Polls Show PM’s Immunity Request Has Little Impact on Numbers

YERUSHALAYIM
Prime Minister Binyamin Netanyahu. (Marc Israel Sellem/POOL)

The first set of polls taken since Prime Minister Binyamin Netanyahu said that he would seek parliamentary immunity show that the move had little impact on the balance of power between right and left. Polls by Channels 12 and 13 and Kan News show Blue and White with a slight electoral edge over the Likud, but failing to amass a Knesset majority with the assistance of both the United Arab List and Yisrael Beytenu, or convincing several of the right-wing or chareidi parties to join a government led by Benny Gantz.

Elections are set for 60 days from now, but if they were held today, Channel 13 has Blue and White coming in with 36 Knesset seats, and the Likud with 34. The United Arab List would get 13 seats, while the New Right would get 8. Both Shas and United Torah Judaism would get 7 each. Labor would get 5 and Democratic Camp 4. The Jewish Home list does not pass the electoral threshold, but just barely.

Losing steam in Avigdor Liberman’s Yisrael Beytenu, which gets 6 seats. The right-wing/chareidi camp would get 56 seats in this scenario, and the left 45, without the UAL and Yisrael Beytenu. The poll also shows that Israelis still prefer Binyamin Netanyahu as prime minister over Benny Gantz, with 41% choosing Netanyahu and 33% preferring Gantz.

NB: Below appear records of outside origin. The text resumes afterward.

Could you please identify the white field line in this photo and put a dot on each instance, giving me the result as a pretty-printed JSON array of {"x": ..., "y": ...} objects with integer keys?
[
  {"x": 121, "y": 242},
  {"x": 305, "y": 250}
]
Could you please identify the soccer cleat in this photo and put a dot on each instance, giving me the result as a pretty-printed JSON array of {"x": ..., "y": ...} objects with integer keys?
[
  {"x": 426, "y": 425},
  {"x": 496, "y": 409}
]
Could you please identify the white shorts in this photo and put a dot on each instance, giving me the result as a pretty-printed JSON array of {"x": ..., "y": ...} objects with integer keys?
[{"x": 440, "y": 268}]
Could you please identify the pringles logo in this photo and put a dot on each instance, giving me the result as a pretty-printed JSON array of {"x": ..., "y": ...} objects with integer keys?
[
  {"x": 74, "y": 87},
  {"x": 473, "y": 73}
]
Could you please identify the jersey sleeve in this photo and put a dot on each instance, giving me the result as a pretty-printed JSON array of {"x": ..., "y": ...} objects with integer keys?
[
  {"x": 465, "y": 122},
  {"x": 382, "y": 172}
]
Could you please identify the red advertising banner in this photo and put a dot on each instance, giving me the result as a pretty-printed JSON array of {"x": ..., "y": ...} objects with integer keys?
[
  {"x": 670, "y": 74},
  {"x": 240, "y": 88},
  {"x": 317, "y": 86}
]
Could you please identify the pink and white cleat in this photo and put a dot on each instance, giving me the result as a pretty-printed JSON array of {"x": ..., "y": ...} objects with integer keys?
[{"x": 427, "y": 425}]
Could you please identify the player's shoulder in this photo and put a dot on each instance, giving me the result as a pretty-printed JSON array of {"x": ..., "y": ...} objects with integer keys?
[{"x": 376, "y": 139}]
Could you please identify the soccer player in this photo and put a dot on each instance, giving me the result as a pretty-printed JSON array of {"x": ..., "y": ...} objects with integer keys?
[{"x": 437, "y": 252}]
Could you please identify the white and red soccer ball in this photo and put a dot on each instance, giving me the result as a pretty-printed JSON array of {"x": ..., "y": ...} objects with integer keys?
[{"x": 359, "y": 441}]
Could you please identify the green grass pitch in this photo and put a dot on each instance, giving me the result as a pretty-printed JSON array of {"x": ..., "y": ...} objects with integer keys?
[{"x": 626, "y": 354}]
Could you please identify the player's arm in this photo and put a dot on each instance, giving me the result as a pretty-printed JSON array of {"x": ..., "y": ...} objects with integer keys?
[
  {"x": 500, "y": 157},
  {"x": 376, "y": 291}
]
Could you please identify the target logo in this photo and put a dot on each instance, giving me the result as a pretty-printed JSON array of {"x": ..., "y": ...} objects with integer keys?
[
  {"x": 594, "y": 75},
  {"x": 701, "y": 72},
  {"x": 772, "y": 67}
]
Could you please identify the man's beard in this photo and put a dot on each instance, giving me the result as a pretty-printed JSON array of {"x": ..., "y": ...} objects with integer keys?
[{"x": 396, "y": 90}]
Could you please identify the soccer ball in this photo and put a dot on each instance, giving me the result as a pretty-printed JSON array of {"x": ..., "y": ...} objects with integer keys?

The Channel 12 poll shows similar results for nearly all parties, with Blue and White getting 35 and Likud 33. In this poll, the chareidi parties get 16 seats, and Jewish Home again barely misses the threshold. The right-wing bloc gets 55 seats in this poll, with 44 for Blue and White/Labor/Democratic Camp. Here, too, Netanyahu beats Gantz for the Prime Minister’s Office, by 40% to 39%. The Kan News poll has Blue and White at 35 and Likud at 33, with the Blue and White bloc coming in at 46 seats, compared to 54 for the right.